Antes de que se escondiera el sol tuvimos todo acomodado. En un momento me acordé de un seminario de cardiología al cual debía asistir en Casa Piedra a la mañana siguiente. A la cresta. Pensé que había estudiado y trabajado lo suficiente para empezar a hacer lo que quisiera.

Al rato hicieron su entrada Los Fiskales. Los tres jóvenes, en cueros negros desgastados, chaquetas probablemente heredadas de sus padres o abuelos, nos miraron entre curiosos y burlones. En la puerta los esperaba un séquito de jóvenes vestidos a su semejanza. Dejaron sus instrumentos apilados en un rincón y se fueron sin hacer prueba de sonido.

De madrugada cortaron la música envasada, prendieron unas pocas luces y los chicos se acercaron de forma automática al escenario. Había gente por todas partes: se empujaban frente a la barra del bar, se apoyaban en las barandas sobre la pista de baile y quienes estaban afuera del local se apretujaron en la escalera. Casi todos llevaban el pelo pintado y vestían de cuero. Era esperable que algunos se rieran de nuestra edad, de los copos modelados con gomina y los cueros ajustados. Nos habíamos ocultado gran parte de la noche en el Kleinbus, fumando yerba y repasando algunos temas con las guitarras acústicas, solo entramos un poco antes para tomarnos una cerveza.

—Se equivocaron de lugar —dijo uno de ellos—, aquí no es el concurso del doble de Elvis.

No los dejamos seguir. Nos abrimos paso hasta el escenario, ajustamos los instrumentos y aplacamos rápido las risas con nuestro sonido. Retumbó primero la batería y luego hicimos entrar las guitarras y el bajo. Al fin fuimos nosotros convertidos en música que rebotaba en las cajas de huevo y entraba en sus oídos. Le regalé una sonrisa al Guatón Vargas, mientras resbalaba por las cuerdas de mi bajo. Me miró serio. En definitiva tenía muy poca pinta de rockero, a pesar de haberse vestido entero de negro (un buzo de lycra muy ajustado y una chaqueta new wave, con grandes hombreras a lo Bowie, sin respetar la ropa que acordamos usar la noche anterior). Estuvo silencioso, incluso con la yerba que fumamos en el Kleinbus.

Al otro extremo del escenario, delante de la batería, Mauricio y Cristián hacían sus headbangs de forma sincrónica. En plena catarsis, frenamos con violencia el sonido, tal como ensayamos. No hubo aplausos, entendimos que con los punks no iba eso de reconocerle al artista su virtud, pero tampoco hubo risas y nos sentimos bien.

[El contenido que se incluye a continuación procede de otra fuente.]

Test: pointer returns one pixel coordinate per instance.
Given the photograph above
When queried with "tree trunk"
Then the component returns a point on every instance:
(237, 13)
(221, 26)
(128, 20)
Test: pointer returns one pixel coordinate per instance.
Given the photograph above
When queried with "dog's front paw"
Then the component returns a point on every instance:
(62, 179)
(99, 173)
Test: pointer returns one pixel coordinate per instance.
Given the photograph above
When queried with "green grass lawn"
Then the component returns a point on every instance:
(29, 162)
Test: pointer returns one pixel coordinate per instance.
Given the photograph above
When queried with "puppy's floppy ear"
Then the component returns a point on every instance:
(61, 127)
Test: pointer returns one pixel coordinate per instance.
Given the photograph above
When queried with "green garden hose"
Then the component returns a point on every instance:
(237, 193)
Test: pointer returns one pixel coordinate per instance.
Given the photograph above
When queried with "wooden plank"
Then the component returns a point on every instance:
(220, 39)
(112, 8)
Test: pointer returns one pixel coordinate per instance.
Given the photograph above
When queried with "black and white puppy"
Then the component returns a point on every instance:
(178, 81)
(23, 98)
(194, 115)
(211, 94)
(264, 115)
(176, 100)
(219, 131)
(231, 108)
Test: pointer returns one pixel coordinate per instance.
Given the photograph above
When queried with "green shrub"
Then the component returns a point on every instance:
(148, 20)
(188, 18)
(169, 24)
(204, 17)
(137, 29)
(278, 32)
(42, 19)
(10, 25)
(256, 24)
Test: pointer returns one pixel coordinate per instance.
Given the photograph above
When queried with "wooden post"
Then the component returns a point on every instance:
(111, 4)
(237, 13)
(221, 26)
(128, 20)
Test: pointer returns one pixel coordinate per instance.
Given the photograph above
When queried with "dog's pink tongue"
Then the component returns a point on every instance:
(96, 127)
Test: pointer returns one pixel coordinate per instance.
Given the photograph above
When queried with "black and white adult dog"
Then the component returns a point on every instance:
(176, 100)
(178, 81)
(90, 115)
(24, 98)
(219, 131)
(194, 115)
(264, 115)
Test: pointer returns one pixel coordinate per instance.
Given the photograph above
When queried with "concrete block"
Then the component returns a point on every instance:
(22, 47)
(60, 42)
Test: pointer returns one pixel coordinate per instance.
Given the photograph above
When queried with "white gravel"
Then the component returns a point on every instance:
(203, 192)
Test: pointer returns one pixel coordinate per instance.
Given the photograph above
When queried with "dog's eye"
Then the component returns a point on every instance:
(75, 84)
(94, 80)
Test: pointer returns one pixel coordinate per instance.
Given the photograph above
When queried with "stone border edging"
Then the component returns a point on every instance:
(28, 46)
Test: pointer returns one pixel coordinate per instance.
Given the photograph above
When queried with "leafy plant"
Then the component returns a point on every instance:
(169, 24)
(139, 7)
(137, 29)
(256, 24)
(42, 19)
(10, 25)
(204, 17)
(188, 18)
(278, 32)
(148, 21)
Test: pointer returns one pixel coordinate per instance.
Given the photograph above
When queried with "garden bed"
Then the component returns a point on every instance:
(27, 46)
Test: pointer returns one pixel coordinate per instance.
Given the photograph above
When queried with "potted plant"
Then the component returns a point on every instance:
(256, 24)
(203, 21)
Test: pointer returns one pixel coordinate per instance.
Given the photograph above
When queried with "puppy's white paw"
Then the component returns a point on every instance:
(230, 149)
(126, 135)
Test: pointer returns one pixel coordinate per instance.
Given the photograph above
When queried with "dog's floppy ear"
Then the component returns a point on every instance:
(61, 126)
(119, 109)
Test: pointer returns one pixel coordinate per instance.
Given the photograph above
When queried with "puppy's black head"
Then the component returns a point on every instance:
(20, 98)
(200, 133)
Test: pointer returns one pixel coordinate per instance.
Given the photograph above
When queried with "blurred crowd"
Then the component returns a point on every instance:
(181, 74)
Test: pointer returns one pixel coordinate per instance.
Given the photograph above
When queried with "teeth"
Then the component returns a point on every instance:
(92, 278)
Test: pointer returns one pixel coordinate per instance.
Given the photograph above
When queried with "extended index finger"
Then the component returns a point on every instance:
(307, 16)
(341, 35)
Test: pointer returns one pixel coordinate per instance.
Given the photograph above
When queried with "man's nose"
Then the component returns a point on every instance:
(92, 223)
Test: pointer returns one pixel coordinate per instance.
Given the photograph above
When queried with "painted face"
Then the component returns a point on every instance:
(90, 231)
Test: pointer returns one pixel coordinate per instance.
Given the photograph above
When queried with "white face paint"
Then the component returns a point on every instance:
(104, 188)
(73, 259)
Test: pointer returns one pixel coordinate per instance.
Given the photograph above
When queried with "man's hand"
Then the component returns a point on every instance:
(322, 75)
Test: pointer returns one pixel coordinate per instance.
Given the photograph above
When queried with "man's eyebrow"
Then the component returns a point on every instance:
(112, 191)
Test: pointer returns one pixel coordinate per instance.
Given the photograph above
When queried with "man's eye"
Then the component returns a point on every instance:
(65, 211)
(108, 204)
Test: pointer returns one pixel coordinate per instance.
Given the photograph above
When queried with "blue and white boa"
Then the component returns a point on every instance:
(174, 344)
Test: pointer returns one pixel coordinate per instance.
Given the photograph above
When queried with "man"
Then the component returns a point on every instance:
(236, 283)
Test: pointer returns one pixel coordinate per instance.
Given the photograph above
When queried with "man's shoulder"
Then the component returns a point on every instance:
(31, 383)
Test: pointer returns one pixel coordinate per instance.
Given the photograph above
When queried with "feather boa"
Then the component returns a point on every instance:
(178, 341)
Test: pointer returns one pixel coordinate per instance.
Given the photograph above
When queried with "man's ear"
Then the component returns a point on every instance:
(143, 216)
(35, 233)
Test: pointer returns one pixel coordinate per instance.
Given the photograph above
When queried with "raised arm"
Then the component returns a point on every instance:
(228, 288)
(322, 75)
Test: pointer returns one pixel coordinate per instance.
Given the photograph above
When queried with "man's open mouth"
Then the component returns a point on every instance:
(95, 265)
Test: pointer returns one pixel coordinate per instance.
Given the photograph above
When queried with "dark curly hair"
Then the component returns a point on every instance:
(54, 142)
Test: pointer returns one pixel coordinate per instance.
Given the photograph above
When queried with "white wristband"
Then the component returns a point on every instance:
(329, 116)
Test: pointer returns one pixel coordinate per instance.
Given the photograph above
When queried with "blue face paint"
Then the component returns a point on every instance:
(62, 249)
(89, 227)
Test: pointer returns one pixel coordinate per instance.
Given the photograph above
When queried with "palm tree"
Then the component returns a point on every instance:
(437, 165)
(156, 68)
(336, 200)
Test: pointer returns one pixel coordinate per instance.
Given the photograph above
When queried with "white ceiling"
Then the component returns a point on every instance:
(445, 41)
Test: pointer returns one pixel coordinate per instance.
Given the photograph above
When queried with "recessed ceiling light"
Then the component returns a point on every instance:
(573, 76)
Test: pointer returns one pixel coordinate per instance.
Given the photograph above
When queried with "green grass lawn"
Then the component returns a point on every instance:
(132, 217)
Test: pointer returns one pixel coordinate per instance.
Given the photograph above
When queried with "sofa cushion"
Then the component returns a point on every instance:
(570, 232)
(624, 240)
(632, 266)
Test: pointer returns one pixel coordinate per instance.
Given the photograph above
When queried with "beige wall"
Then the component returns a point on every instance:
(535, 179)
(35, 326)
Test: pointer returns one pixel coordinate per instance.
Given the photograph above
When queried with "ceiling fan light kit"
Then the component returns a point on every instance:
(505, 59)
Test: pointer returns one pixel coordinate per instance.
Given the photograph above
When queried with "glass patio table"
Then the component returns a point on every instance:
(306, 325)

De ahí en adelante cualquier recuerdo se torna vago. Si alcanzamos a tocar algo y luego el Guatón nos interrumpió, o si les dije que el próximo tema era en la mayor y después pidió hablar, no sabría decirlo. Lo hemos repasado varias veces y ninguno logra precisarlo. Maldito guatón. Ahí empezó a recitar ese poema interminable. Creo que los punks nunca se han reído tanto ni volverán a reírse así en su vida.

Cuando el Guatón agarró el micrófono, los cabros empezaron a pedir a Los Fiskales.

—En nombre de Los Enemigos del Silencio, antes de continuar quisiera leer un poema. —Sacó un papel de su chaqueta.

—¡Cállate, guatón culiao!

—¡Los Fiskales, viejos de mierda!

Muchas voces se levantaron desde el público. Me llegaron escupos, pero por dignidad no me los limpié.